The impact of such inaccurate self-diagnoses inspired Badu-Tawiah to develop a more effective way for people in regions such as his native sub-Saharan Africa to screen themselves for malaria and other illnesses before it is imperative they seek professional care.
Enter the paper strip, a printable "blood-based test" that utilizes wax ink to store samples. In the study, published in the Journal of the American Chemical Society, users applied a drop of blood to the strip, which was then sent to a laboratory for screening for malaria. Those who received positive results were the only ones who needed to visit a clinic. Furthermore, the research team behind the strips found that results from the paper were valid even after a month, demonstrating their possible value for hard-to-reach rural areas. "To get tested, all a person would have to do is put a drop of blood on the paper strip, fold it in half, put it in an envelope and mail it," Badu-Tawiah said in a release.
Badu-Tawiah explained that similar paper-based medical diagnostics—like home pregnancy tests—use enzymes for detection. But since enzymes are sensitive to light, temperature, and humidity, the researchers created new test that identified antigen levels in the blood. This new method, according to their study, utilized probes that "make possible sensitive, interruptible, storable, and restorable on-demand detection." These probes are more resistant to humidity, light, and temperature than enzymes—a huge plus in the heat that defines many parts of malaria-rich regions such as Africa and Southeast Asia—and their presence made detection easy with a handheld mass spectrometer, an apparatus for separating isotopes, molecules, and, molecular fragments according to mass.
For Badu-Tawiah, the technology, which is awaiting an official patent, could be a major boon for poor people who either live far away from medical clinics or who cannot afford personal checkups—in addition to malaria, the device can also screen for ailments such as HIV and syphilis, with one strip able to detect up to four diseases at once. People could also use the strips at home.
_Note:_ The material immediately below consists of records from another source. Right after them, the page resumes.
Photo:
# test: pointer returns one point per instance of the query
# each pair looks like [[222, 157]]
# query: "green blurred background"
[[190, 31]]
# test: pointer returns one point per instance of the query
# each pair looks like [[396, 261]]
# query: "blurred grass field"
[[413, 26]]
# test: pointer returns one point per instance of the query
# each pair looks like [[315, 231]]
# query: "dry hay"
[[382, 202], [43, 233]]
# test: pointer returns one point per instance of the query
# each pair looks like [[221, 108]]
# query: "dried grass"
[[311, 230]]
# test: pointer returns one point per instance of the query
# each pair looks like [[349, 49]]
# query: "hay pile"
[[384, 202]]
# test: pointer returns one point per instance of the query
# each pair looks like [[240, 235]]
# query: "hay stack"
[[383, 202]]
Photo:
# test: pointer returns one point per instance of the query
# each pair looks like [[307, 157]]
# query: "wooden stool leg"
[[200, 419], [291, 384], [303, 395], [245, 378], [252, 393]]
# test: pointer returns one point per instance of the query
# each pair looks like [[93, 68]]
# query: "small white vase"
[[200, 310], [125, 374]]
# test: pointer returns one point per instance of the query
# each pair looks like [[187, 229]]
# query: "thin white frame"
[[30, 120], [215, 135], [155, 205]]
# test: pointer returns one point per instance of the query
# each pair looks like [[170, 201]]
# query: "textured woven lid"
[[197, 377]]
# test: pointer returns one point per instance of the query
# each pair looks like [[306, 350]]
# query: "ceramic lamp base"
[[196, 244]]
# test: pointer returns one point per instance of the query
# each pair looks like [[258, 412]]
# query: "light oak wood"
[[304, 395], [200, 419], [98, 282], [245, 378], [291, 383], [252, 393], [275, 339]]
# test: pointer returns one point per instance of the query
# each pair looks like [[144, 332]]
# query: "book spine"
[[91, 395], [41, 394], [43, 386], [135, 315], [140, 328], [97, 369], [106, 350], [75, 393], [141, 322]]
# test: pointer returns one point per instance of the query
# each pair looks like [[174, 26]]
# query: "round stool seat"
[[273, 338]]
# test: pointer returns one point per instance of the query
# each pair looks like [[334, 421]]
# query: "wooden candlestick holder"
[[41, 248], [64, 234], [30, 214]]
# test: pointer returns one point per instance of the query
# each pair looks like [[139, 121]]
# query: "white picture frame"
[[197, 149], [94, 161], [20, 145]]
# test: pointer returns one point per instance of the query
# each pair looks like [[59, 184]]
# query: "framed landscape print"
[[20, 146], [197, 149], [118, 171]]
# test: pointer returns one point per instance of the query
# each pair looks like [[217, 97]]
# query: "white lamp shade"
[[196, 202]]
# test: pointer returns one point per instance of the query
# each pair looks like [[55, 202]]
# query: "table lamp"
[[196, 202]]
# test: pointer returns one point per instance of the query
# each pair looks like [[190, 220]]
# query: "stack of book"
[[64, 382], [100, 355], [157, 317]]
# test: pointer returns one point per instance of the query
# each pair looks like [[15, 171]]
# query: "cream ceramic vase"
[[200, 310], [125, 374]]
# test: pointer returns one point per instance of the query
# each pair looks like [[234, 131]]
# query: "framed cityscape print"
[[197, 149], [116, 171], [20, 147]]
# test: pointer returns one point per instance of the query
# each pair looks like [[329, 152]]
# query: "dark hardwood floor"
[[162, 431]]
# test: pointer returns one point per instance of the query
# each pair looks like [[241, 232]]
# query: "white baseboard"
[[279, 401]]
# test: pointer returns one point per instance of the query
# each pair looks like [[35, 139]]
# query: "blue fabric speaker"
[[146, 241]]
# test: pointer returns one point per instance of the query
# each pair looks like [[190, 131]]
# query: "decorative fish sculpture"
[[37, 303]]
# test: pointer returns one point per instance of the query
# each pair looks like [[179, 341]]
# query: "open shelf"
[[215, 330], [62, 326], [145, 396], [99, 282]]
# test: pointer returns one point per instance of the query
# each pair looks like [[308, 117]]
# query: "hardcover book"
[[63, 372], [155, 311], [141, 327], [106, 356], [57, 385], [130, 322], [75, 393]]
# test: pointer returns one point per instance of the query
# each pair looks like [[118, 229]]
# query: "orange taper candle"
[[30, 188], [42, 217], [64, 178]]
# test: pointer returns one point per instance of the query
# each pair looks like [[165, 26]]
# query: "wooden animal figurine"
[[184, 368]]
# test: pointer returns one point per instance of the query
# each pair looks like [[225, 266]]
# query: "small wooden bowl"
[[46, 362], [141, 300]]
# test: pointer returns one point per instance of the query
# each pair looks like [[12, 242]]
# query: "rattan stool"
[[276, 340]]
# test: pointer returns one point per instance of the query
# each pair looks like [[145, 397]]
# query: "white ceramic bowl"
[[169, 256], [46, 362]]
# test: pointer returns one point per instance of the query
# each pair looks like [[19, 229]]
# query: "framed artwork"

Badu-Taiwah said he is driven to distribute these tests so poor villagers can take control of their own destinies, rather than be at the mercy of time and distance. He explained that some farmers in certain parts of Africa, for instance, only travel to nearby towns or cities once a month to sell their harvests at traditional markets. But while they are usually not coupling these trips with visits to local physicians, they could drop off their strips at local labs, effectively screening themselves while also going about their business, or simply mail them when needed. "It's not about lack of resources, it's about access," he told Vocativ. "I think this technology will create a break."